El último gran profeta, por Thomas Sugrue

Mahoma fue un profeta, pero jamás hizo milagros. No fue un místico; no poseía una educación formal; no inició su misión hasta que cumplió los cuarenta años. Cuando anunció que era el Mensajero de Dios, portador de la palabra de la religión verdadera, fue ridiculizado y tachado de lunático. Los niños se burlaban de él, y las mujeres le arrojaban basura. Fue desterrado de su ciudad natal, La Meca, y sus seguidores privados de sus bienes mundanos y enviados al desierto, tras él. Después de haber predicado durante diez años no tenía nada que mostrar excepto destierro, pobreza y ridículo. Sin embargo, antes de que otros diez años transcurrieran, se había convertido en el dictador de toda Arabia, en gobernante de La Meca, y en la cabeza de un nuevo mundo religioso que, con el tiempo, se extendería hasta el Danubio y los Pirineos, antes de agotar el impulso que él le proporcionó. Ese impulso fue de tres clases: el poder de las palabras, la eficacia de la oración y el parentesco del hombre con Dios.

Su carrera nunca tuvo sentido. Mahoma nació de miembros empobrecidos de una familia dirigente de La Meca.
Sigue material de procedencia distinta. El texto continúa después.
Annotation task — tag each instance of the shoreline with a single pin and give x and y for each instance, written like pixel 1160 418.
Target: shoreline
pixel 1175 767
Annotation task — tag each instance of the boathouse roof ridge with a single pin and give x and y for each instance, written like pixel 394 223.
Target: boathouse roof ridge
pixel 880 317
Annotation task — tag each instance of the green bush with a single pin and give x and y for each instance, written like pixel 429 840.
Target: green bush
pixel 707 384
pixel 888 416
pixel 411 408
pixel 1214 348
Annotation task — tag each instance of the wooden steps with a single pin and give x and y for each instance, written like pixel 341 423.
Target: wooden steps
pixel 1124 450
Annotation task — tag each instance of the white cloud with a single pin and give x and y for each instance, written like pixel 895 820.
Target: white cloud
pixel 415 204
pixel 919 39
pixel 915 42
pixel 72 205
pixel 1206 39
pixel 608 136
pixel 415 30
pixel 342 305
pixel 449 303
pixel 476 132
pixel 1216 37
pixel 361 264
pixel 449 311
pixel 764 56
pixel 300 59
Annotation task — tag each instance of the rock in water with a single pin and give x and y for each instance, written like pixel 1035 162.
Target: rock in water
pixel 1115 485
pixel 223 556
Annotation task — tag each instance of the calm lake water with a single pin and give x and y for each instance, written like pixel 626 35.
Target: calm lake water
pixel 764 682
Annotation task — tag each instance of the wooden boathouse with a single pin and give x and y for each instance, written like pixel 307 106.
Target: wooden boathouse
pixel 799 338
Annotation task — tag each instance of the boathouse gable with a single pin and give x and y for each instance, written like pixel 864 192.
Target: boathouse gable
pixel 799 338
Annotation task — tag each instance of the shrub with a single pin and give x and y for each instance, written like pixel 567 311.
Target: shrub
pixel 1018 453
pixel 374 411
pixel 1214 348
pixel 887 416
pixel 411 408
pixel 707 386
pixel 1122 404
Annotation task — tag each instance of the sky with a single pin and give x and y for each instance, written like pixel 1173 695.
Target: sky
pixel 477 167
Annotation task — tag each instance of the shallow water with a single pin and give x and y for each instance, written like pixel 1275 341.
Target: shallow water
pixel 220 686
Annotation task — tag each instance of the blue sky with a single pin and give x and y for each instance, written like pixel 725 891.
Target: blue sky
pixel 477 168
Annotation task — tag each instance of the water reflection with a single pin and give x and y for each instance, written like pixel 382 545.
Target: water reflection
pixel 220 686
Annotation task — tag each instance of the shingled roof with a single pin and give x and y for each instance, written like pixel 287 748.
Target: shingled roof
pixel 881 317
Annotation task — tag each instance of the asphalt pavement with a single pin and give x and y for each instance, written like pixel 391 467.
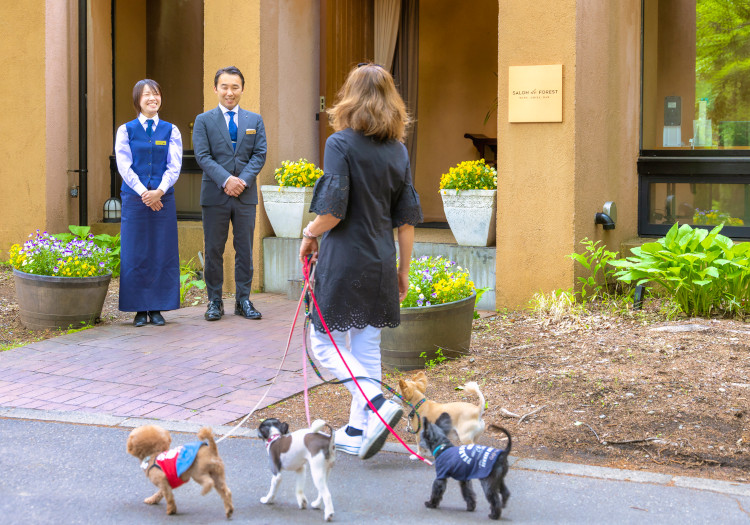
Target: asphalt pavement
pixel 65 468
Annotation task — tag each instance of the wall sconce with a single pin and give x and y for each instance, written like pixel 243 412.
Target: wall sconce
pixel 607 217
pixel 112 210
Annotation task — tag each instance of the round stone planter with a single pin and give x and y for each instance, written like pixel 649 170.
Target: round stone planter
pixel 287 209
pixel 49 301
pixel 424 329
pixel 471 215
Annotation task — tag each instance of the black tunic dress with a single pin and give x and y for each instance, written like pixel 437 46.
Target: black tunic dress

Como quiera que La Meca era cruce de caminos del mundo, hogar de la piedra mágica llamada la Caaba, gran ciudad comercial, centro de las rutas de caravanas y no muy saludable, los niños eran enviados al desierto, a que fueran criados por los beduinos. De ese modo, Mahoma fue alimentado y obtuvo fortaleza y salud de la leche de madres nómadas y experimentadas. Atendió a las ovejas y no tardó en ser contratado por una viuda rica como jefe de sus caravanas. Viajó a todas las partes del mundo oriental, habló con muchos hombres de diversas creencias y observó el declive de la cristiandad en sectas que guerreaban las unas contra las otras. Cuando tenía veintiocho años, Khadija, la viuda, lo miró con favor y se casó con él. El padre de ella se hubiera opuesto a ese matrimonio, así que ella lo emborrachó y logró que diera la bendición paterna. Durante los doce años siguientes, Mahoma vivió como un rico comerciante, respetado y muy astuto. Luego empezó a deambular por el desierto, y un buen día regresó con el primer verso del Corán, y le dijo a Khadija que el arcángel Gabriel se le había aparecido y le había dicho que él iba a ser el Mensajero de Dios.

El Corán, la palabra revelada por Dios, fue lo más cercano a un milagro que Mahoma hizo en toda su vida. No había sido poeta; no tenía el don de la palabra. Y, sin embargo, los versos del Corán, tal y como él los recibió y los recitó con toda fidelidad, eran mejores que cualesquiera versos que los poetas profesionales de las tribus pudieran producir. Eso fue un verdadero milagro para los árabes. Para ellos, el don de la palabra era el mayor don, el poeta era todopoderoso. Además, el Corán decía que todos los hombres eran iguales ante Dios, que el mundo debía ser un estado democrático, el Islam. Esta herejía política, más el deseo de Mahoma de destruir los 360 ídolos existentes en la plaza de la Caaba, fue lo que le ganó el destierro. Los ídolos atraían a las tribus del desierto a La Meca, y eso significaba comercio. Así que los hombres de negocios de La Meca, los capitalistas, de los que él mismo había formado parte, se echaron sobre Mahoma. Entonces se retiró al desierto y demandó la soberanía sobre el mundo entero.

El auge del Islam comenzó. Del desierto surgió una llamarada que no se extinguiría: un ejército democrático luchando como una unidad y preparado a morir sin pestañear. Mahoma había invitado a judíos y a cristianos a unírsele, porque él no estaba creando una nueva religión. Estaba llamando a todos aquellos que creían en un solo Dios a unirse en una sola fe. Si los judíos y los cristianos hubieran aceptado su invitación, el Islam hubiese conquistado el mundo entero. Pero no fue así. Ni siquiera aceptaron la innovación de Mahoma de introducir la guerra humana. Cuando los ejércitos del profeta entraron en Jerusalén, no mataron a una sola persona a causa de su fe. En cambio, cuando los cruzados entraron en la Ciudad Santa, varios siglos más tarde, no le fue perdonada la vida a ningún musulmán, fuera hombre, mujer o niño. Los cristianos, no obstante, aceptaron una idea musulmana: el lugar de aprendizaje, la universidad.